イレーネ ディーシェ, ハンス・マグヌス エンツェンスベルガー, Irene Dische, Michael Sowa, Hans Magnus Enzensberger, 那須田 淳, 木本 栄, ミヒャエル ゾーヴァ
エスターハージー王子の冒険 

オーストリアの名門、エスターハージー伯爵家の王子、ミヒャエル・パウル・アントン・マリア・エスターハージー殿下(以下、フルネームは延々と続く)は旅に出る。素敵に大きなお嫁さんを探す為に!

オーストリアの皇帝から「伯爵」の称号を貰い、繁栄を誇るエスターハージー家。ところが、ある日、靴屋に孫たちを連れて行った伯爵は気付いてしまう。生まれてくる子の体格がすっかり悪くなってしまった事に。このままでは、由緒正しいエスターハージー家がミニチュアウサギの一族になってしまう。伯爵は、男の孫たち全員を外国に送り出す事に決める。他所の土地で、大きなお嫁さんを見つけるのだ。

さて、エスターハージー王子の行き先はドイツのベルリン。首尾よく大きなお嫁さんを見つけることが出来るのか? 楽天的なエスターハージー王子は初めての旅をわくわくと楽しむけれど、事態は彼が考えるようには甘くはない。エスターハージー家の王子がやって来たというのに、ベルリンのツォー駅には出迎えだっていないし、駅の出口を見つけることすら、エスターハージーにとっては至難の業。人間にだって騙されるし(仲良くなれた人間たちもいるけど)、他のウサギだってなかなか見つからない。

そんな時、エスターハージーは旅立ちの前に聞いた祖父の言葉を思い出す。ベルリンの壁の向こうには、沢山のウサギたちが住んでいるのだという。そう、この壁こそが今は無き、東西ドイツを分けていた壁。実際、「訳者あとがき」によると、壁の付近というのは、実は野生の小動物たちのパラダイスだったのだそう。

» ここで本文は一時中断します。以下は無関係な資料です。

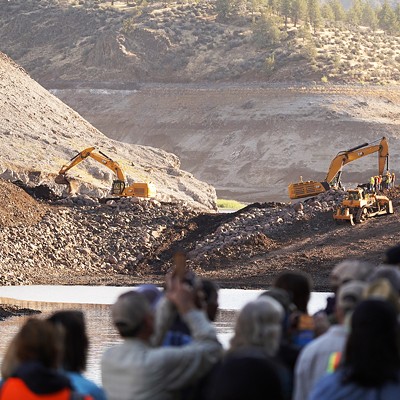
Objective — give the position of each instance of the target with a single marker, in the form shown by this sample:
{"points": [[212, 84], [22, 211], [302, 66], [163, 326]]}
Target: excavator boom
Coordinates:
{"points": [[119, 188], [332, 179]]}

なんてったって厳しい警戒の下、人はおろか、狼や猫すら通さなかったというのだから・・・。

ところが、ウサギたちの静かな生活も、壁の崩壊によって終わりを告げる。まったく、エスターハージーが言うとおり、「壊すなら、壁なんて最初から作らなきゃいいのにさ」なんだけど・・・。壁の近くからは去るけれど、エスターハージーは幸せになってめでたしめでたし。

ところで、「ハージー」はドイツ語で「ウサギちゃん」という意味なのだって。ハージーの「ハー」は、ウサギの耳のように思い切りながーくのばして、そして「ジー」は、ウサギの鼻をさわるときみたいにそーっとそっと、やさしく読んでやらねばならない「まずはじめに、ドイツ語のレッスンから。」より)そうだけれど、エスター「ハージー」に幸あれ!

ちいさなちいさな王様 」のゾーヴァに惹かれて借りてきた本。こちらもなかなか良かったです。

*臙脂色の文字の部分は引用を行っております。何か問題がございましたら、ご連絡下さい。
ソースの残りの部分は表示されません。